News Roon, Guyana – Guyana’s vast landscape can serve as a “gift” to Caribbean islands devastated by recent hurricanes, President David Granger said today as he sought to get the dangers posed by climate change firmly on the international agenda.
“We are the largest CARICOM (Caribbean Community) state and we have to consider our land space as being the hinterland of the Caribbean.
“We have to sit down and speak to other CARICOM states to see how this gift could be utilised to give the Caribbean people a better life in the wake of these disasters,” Granger told Guyanese media at the United Nations headquarters in New York.
“In my lifetime, I have never seen such a catastrophic series of hurricanes,” the President stated. A government team led by Prime Minister, Moses Nagamootoo and Minister of Citizenship, Winston Felix, is assessing the needs of Guyanese in the islands recently battered by Irma, including St Maarten, the British Virgin Islands, and Antigua, where the sister island Barbuda has been rendered uninhabitable and all citizens evacuated. Some 84 persons in the Caribbean and the mainland United States were killed by Hurricane Irma.
President David Granger speaking to the Guyanese media corps who are currently covering the United Nations General Assembly in New York on Monday, mountainous Dominica, of just about 72, 000 persons, was hit by Hurricane Irma.

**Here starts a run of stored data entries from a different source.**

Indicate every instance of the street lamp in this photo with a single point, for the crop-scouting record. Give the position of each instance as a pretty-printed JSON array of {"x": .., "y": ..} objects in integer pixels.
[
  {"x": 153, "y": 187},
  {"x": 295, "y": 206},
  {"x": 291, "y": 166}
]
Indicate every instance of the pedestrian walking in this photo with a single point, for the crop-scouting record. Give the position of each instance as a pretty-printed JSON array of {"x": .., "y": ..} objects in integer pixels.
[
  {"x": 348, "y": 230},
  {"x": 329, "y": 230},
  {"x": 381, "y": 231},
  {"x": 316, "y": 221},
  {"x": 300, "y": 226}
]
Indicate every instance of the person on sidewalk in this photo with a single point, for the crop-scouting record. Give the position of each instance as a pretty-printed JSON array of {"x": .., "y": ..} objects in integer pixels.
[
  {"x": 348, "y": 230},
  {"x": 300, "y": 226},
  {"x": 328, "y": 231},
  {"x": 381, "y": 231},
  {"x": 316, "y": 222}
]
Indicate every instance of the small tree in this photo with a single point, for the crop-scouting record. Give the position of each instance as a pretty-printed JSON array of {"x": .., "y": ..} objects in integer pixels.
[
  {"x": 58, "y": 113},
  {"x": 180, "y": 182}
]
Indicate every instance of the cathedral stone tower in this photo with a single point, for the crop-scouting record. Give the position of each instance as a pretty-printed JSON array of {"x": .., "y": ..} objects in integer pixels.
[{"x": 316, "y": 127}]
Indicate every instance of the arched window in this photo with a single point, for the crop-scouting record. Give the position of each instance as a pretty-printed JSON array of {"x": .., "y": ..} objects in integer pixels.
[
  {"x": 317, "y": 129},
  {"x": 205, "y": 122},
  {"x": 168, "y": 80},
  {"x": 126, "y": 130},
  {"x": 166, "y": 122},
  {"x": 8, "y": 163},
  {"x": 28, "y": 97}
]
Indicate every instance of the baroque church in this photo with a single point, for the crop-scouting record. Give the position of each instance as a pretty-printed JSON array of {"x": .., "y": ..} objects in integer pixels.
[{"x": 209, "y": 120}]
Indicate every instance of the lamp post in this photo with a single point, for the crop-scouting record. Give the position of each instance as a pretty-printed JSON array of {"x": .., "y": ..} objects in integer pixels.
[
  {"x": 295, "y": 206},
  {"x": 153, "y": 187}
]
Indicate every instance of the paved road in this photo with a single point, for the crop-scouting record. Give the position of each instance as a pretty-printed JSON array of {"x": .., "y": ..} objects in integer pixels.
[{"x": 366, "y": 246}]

“The winds have swept away the roofs of almost every person I have spoken to or otherwise made contact with,” Roosevelt Skerrit, the Prime Minister of Dominca, said in a Facebook post, as he detailed the immediate destruction of the hurricane. “Rough! Rough! Rough!” he said in another post.
“It is clear that climate change is not something that we can ignore; particularly the small island states of the Caribbean have been vulnerable…,” the President stated.
In discussions with Baroness Patricia Scotland, the Secretary General of the Commonwealth, the President has suggested that the protection of Caribbean Commonwealth states, along with relief at times of disasters, be placed on the agenda for next year’s Commonwealth Heads of Government Meeting in London.
Guyana’s intervention of help Caribbean states affected by hurricanes is being coordinated though the Caribbean Disaster Emergency Management Agency (CDEMA) but President Granger suggested there is a need to broaden CDEMA.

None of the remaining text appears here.